Purpose: A synchronized moving grid (SMOG) has been proposed to reduce scatter and lag artifacts in cone beam computed tomography (CBCT). However, information is missing in each projection because certain areas are blocked by the grid. A previous solution to this issue is acquiring 2 complimentary projections at each position, which increases scanning time. This study reports our first Result using an inter-projection sensor fusion (IPSF) method to estimate missing projection in our prototype SMOG-based CBCT system. Methods: An in-house SMOG assembling with a 1:1 grid of 3 mm gap has been installed in a CBCT benchtop. The grid moves back and forth in a 3-mm amplitude and up-to 20-Hz frequency.

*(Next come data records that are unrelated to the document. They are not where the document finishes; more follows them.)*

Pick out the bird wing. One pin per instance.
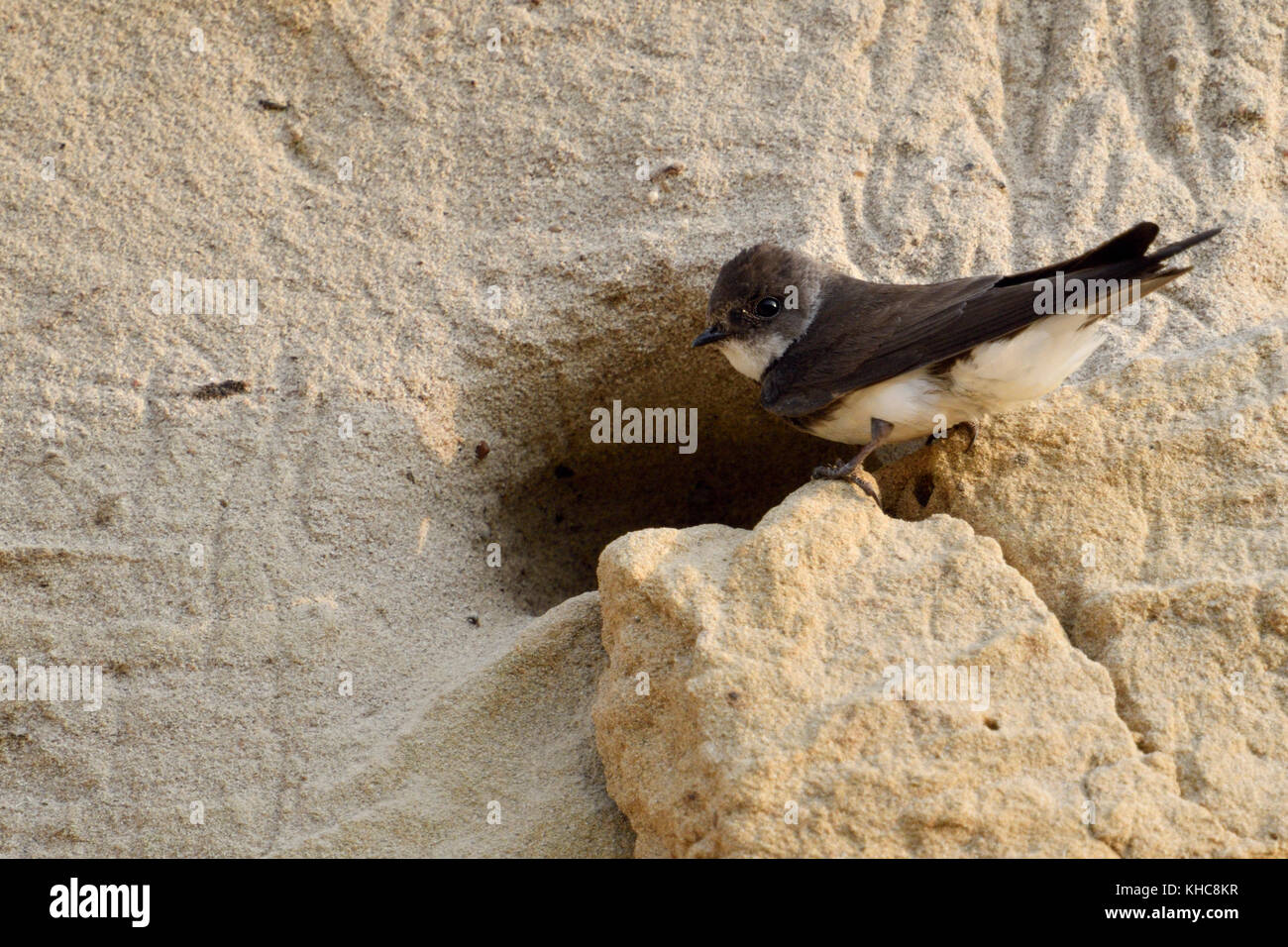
(868, 333)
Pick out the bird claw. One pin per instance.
(838, 472)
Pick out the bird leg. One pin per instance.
(845, 472)
(971, 429)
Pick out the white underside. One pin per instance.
(995, 377)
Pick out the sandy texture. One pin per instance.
(910, 142)
(772, 724)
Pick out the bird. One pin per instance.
(871, 364)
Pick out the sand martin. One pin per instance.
(871, 364)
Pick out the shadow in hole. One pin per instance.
(557, 521)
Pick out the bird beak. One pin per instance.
(709, 335)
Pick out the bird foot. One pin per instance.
(850, 474)
(971, 429)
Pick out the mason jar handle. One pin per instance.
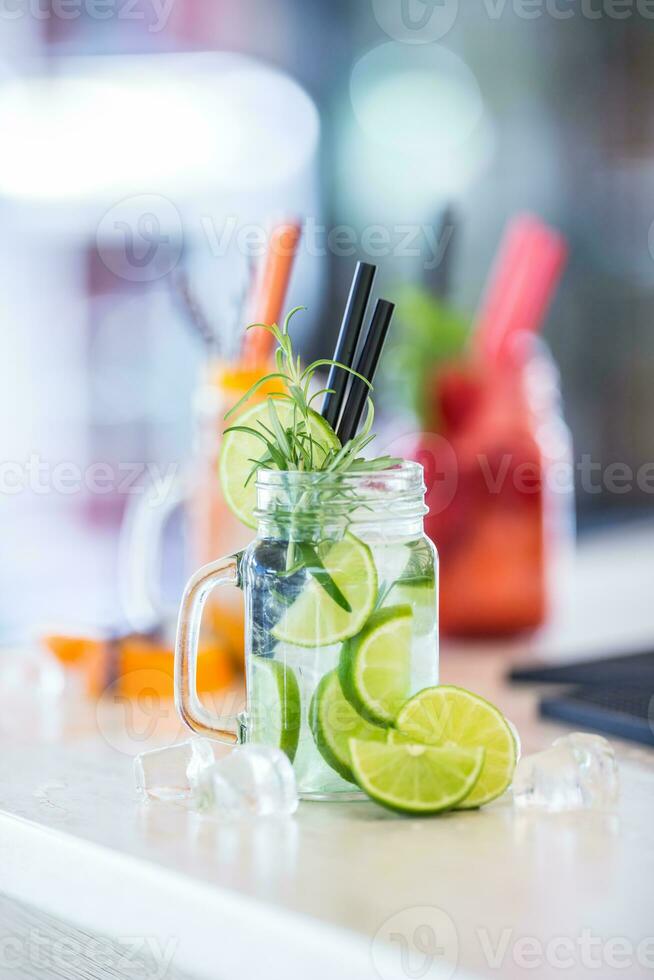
(225, 571)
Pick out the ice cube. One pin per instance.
(253, 780)
(173, 774)
(579, 771)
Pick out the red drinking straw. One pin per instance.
(522, 284)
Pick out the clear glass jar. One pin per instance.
(334, 558)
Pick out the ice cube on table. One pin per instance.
(173, 774)
(578, 772)
(253, 780)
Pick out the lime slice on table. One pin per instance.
(447, 716)
(334, 722)
(315, 618)
(238, 449)
(418, 779)
(375, 666)
(274, 716)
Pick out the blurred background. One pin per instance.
(146, 138)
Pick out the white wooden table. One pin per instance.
(344, 890)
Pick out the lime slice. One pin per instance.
(316, 619)
(375, 666)
(415, 779)
(238, 449)
(334, 722)
(420, 594)
(274, 713)
(453, 716)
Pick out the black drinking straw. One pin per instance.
(348, 338)
(367, 366)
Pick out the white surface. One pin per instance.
(306, 896)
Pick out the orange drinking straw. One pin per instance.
(271, 294)
(522, 284)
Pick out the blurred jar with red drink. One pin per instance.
(496, 451)
(501, 494)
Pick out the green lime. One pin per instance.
(375, 666)
(274, 697)
(238, 449)
(334, 722)
(315, 618)
(420, 595)
(453, 716)
(415, 779)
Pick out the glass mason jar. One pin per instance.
(335, 559)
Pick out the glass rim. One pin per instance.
(407, 476)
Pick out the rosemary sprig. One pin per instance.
(292, 447)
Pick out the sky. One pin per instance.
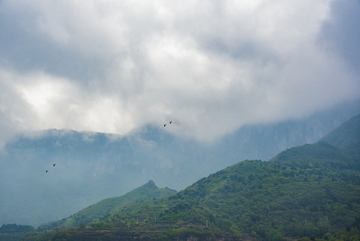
(210, 66)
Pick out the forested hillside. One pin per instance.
(104, 208)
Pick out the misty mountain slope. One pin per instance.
(339, 149)
(346, 136)
(88, 164)
(104, 208)
(255, 196)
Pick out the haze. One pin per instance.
(210, 66)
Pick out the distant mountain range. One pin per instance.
(308, 191)
(93, 166)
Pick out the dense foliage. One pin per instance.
(309, 192)
(14, 228)
(104, 208)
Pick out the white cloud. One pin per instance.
(210, 66)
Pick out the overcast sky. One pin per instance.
(210, 66)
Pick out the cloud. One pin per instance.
(210, 66)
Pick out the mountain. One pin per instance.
(307, 191)
(339, 149)
(93, 166)
(346, 137)
(104, 208)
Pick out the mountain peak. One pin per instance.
(150, 185)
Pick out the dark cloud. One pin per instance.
(214, 66)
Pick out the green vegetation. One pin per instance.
(311, 192)
(104, 208)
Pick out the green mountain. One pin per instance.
(346, 137)
(340, 149)
(104, 208)
(307, 191)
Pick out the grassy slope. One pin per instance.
(104, 208)
(303, 191)
(346, 137)
(260, 196)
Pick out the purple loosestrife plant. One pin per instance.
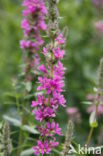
(50, 85)
(33, 22)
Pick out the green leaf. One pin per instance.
(92, 120)
(28, 86)
(87, 102)
(27, 152)
(17, 123)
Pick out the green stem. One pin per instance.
(20, 142)
(92, 128)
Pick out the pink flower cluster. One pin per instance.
(99, 26)
(33, 22)
(98, 2)
(51, 85)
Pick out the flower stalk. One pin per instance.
(50, 85)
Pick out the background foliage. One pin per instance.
(83, 51)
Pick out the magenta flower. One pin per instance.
(50, 84)
(99, 26)
(98, 2)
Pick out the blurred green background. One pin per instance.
(83, 51)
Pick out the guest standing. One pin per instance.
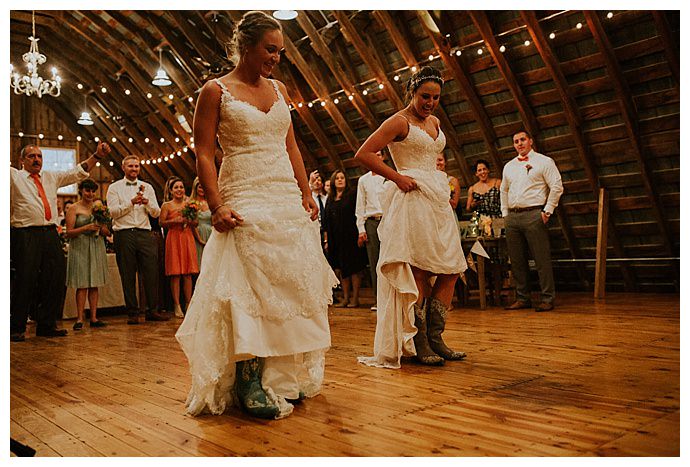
(530, 192)
(344, 254)
(368, 212)
(180, 252)
(37, 261)
(87, 264)
(131, 201)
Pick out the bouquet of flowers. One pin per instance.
(191, 210)
(101, 213)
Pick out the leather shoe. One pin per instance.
(51, 332)
(519, 305)
(17, 337)
(157, 316)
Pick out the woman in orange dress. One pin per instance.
(180, 251)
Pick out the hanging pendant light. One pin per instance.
(285, 15)
(161, 78)
(85, 118)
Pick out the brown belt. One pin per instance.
(529, 208)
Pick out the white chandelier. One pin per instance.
(161, 78)
(32, 83)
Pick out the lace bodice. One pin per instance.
(253, 144)
(418, 150)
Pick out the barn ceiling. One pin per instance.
(599, 91)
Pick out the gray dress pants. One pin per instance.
(526, 230)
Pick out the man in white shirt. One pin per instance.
(319, 195)
(530, 191)
(368, 212)
(131, 202)
(37, 261)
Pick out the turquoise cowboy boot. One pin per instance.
(250, 394)
(425, 355)
(436, 319)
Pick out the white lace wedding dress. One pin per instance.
(418, 229)
(265, 286)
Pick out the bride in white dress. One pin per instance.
(256, 330)
(418, 232)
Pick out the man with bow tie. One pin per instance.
(530, 191)
(37, 261)
(131, 202)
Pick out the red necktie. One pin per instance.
(42, 194)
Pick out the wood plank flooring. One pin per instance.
(591, 378)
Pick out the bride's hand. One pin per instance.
(225, 219)
(310, 206)
(406, 183)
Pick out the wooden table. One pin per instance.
(467, 243)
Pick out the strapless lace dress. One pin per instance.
(418, 229)
(265, 286)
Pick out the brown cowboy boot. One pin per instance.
(436, 318)
(425, 355)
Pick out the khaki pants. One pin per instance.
(526, 230)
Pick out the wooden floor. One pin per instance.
(588, 379)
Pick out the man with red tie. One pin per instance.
(530, 191)
(37, 261)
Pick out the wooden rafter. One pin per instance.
(348, 86)
(465, 84)
(157, 126)
(308, 117)
(574, 119)
(321, 92)
(481, 22)
(631, 121)
(385, 20)
(664, 32)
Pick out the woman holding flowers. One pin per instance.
(87, 267)
(179, 216)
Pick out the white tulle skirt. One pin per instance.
(417, 229)
(263, 290)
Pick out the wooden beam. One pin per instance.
(400, 42)
(574, 119)
(322, 49)
(322, 93)
(481, 22)
(465, 84)
(602, 235)
(631, 120)
(307, 116)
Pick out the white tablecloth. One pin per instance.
(110, 295)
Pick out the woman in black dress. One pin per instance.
(346, 258)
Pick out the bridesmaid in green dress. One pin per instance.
(87, 267)
(203, 231)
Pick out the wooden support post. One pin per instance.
(602, 233)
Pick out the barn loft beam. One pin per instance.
(631, 121)
(323, 50)
(574, 119)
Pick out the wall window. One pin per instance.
(59, 160)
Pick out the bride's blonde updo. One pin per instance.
(249, 31)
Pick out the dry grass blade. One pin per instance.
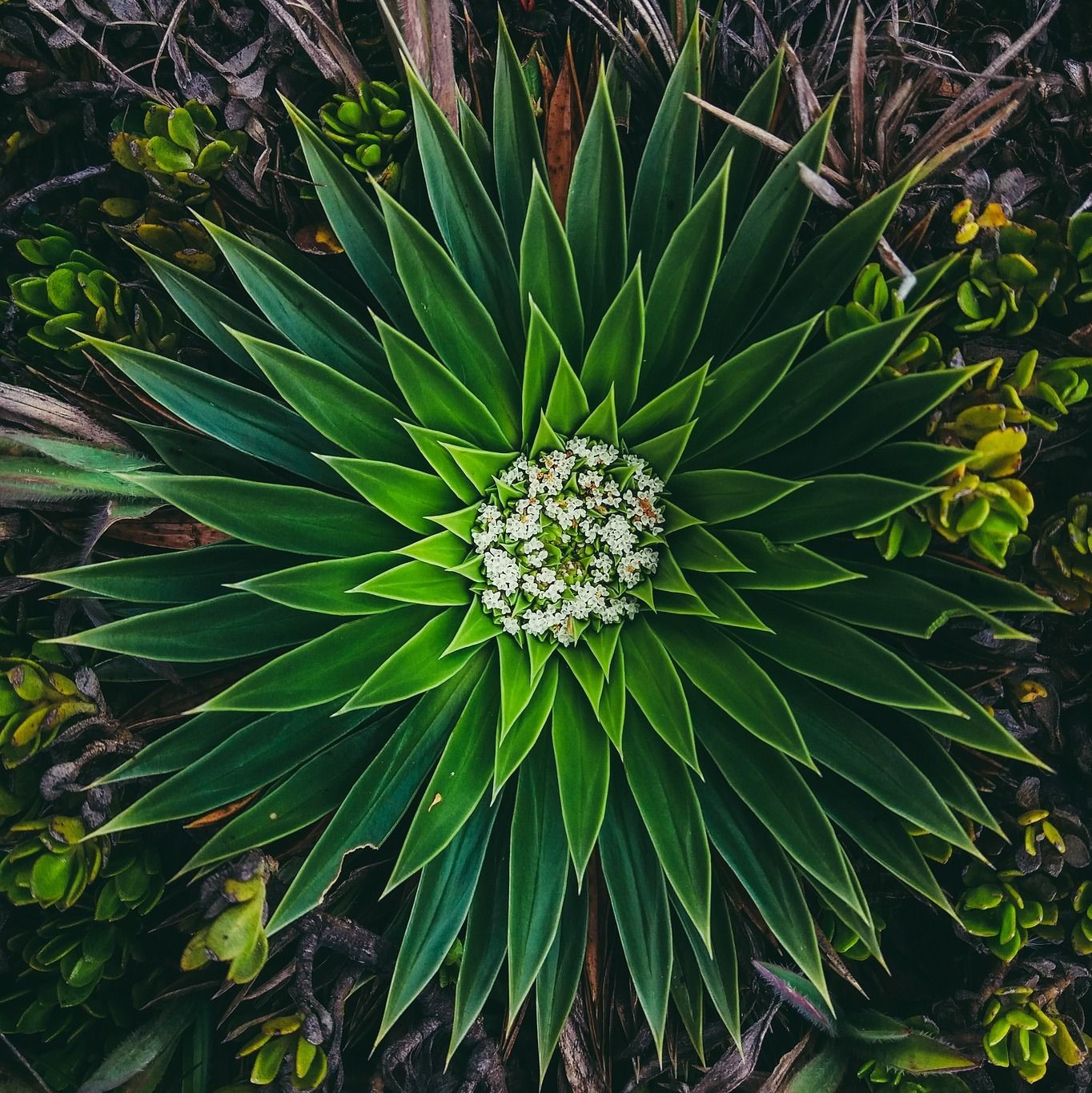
(857, 62)
(775, 143)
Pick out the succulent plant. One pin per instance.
(994, 908)
(36, 702)
(371, 129)
(1062, 554)
(234, 930)
(71, 295)
(1022, 1035)
(53, 865)
(281, 1047)
(570, 539)
(1020, 270)
(182, 153)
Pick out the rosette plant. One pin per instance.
(549, 556)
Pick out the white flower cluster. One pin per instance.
(571, 542)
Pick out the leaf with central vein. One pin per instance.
(436, 396)
(325, 586)
(538, 869)
(595, 215)
(244, 420)
(383, 793)
(720, 668)
(457, 784)
(177, 577)
(664, 184)
(416, 665)
(681, 287)
(842, 656)
(556, 987)
(286, 517)
(639, 895)
(418, 583)
(664, 794)
(613, 358)
(407, 496)
(313, 323)
(328, 667)
(307, 795)
(717, 496)
(247, 760)
(773, 790)
(849, 745)
(832, 504)
(652, 679)
(355, 219)
(547, 275)
(222, 629)
(361, 422)
(583, 758)
(484, 946)
(209, 309)
(741, 384)
(466, 215)
(454, 319)
(440, 907)
(760, 248)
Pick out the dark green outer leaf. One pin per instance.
(244, 762)
(382, 795)
(547, 275)
(304, 797)
(466, 215)
(741, 384)
(440, 907)
(329, 667)
(849, 745)
(560, 976)
(538, 869)
(877, 413)
(814, 389)
(680, 291)
(283, 517)
(221, 629)
(762, 868)
(639, 895)
(772, 787)
(664, 794)
(661, 195)
(457, 784)
(356, 221)
(832, 504)
(615, 356)
(583, 758)
(179, 577)
(518, 149)
(595, 215)
(720, 668)
(341, 410)
(759, 251)
(455, 320)
(210, 311)
(804, 641)
(313, 323)
(757, 107)
(831, 266)
(879, 834)
(484, 946)
(244, 420)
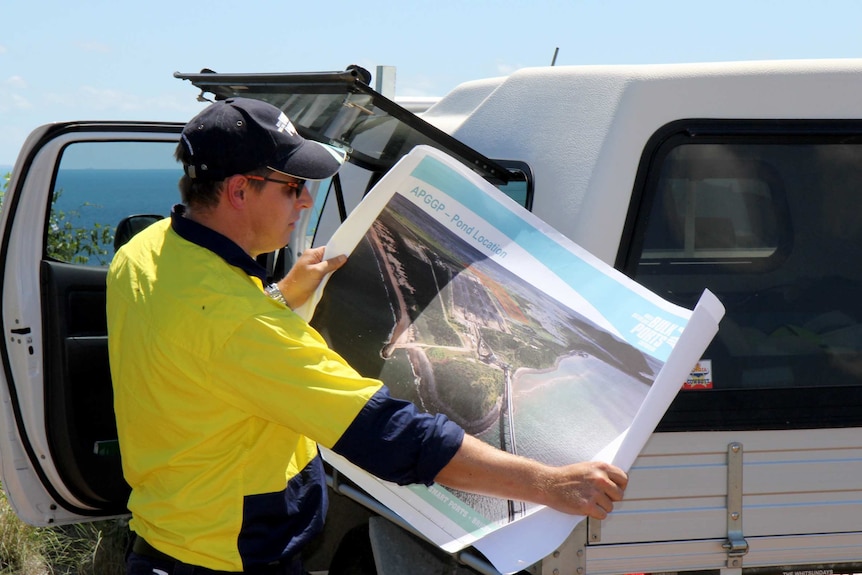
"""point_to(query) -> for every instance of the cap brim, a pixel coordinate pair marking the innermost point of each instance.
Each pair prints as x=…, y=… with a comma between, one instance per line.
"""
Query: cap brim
x=311, y=161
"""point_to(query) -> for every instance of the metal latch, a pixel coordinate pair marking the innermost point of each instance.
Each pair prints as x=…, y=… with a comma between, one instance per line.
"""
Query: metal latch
x=736, y=545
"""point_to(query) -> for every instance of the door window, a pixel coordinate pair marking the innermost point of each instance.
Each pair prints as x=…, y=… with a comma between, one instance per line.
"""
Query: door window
x=769, y=222
x=100, y=183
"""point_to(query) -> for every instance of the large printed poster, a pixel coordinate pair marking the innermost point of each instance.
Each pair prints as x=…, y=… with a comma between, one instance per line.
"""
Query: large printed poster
x=465, y=303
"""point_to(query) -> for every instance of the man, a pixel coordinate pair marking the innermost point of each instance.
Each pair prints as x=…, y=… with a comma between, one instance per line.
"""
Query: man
x=222, y=394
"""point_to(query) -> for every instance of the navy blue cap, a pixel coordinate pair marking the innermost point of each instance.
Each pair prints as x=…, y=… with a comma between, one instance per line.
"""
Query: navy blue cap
x=239, y=135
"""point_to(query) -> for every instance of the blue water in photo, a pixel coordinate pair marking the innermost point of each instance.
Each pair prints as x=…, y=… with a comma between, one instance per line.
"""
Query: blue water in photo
x=88, y=197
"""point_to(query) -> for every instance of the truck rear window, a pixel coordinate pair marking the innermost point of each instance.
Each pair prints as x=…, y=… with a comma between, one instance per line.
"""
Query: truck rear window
x=766, y=217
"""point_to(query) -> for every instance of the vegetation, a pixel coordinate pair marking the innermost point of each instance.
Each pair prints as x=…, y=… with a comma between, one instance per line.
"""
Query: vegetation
x=69, y=242
x=96, y=548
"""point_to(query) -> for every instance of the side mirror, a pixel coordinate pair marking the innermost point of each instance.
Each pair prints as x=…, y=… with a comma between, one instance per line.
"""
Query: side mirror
x=131, y=225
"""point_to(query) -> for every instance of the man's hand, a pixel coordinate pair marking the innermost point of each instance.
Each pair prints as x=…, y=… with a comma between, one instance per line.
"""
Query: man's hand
x=306, y=274
x=588, y=488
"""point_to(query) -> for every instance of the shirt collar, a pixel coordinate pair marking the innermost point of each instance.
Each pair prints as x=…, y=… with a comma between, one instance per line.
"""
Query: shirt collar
x=217, y=243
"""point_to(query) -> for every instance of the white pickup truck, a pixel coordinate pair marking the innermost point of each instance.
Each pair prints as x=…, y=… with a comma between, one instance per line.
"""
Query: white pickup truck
x=743, y=178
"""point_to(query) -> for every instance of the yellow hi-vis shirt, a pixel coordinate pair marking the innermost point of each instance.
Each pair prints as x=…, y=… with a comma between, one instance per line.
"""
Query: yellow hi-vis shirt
x=221, y=396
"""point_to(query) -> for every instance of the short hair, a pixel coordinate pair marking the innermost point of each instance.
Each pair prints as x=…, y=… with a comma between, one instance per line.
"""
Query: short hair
x=195, y=192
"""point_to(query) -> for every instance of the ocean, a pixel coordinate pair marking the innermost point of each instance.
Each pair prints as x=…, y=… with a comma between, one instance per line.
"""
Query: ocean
x=89, y=197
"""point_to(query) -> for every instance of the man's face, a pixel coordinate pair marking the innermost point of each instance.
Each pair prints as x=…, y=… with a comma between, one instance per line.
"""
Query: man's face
x=274, y=209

A control program in LabView synchronizes the grid motion with the platform rotation and x-ray firing so that the grid patterns for any two neighboring projections are complimentary. A Catphan was scanned with 360 projections. After scatter correction, the IPSF algorithm was applied to estimate missing signal for each projection using the information from the 2 neighboring projections. Feldkamp-Davis-Kress (FDK) algorithm was applied to reconstruct CBCT images. The CBCTs were compared to those reconstructed using normal projections without applying the SMOG system. Results: The SMOG-IPSF method may reduce image dose by half due to the blocked radiation by the grid. The method almost completely removed scatter related artifacts, such as the cupping artifacts. The evaluation of line pair patterns in the CatPhan suggested that the spatial resolution degradation was minimal. Conclusion: The SMOG-IPSF is promising in reducing scatter artifacts and improving image quality while reducing radiation dose.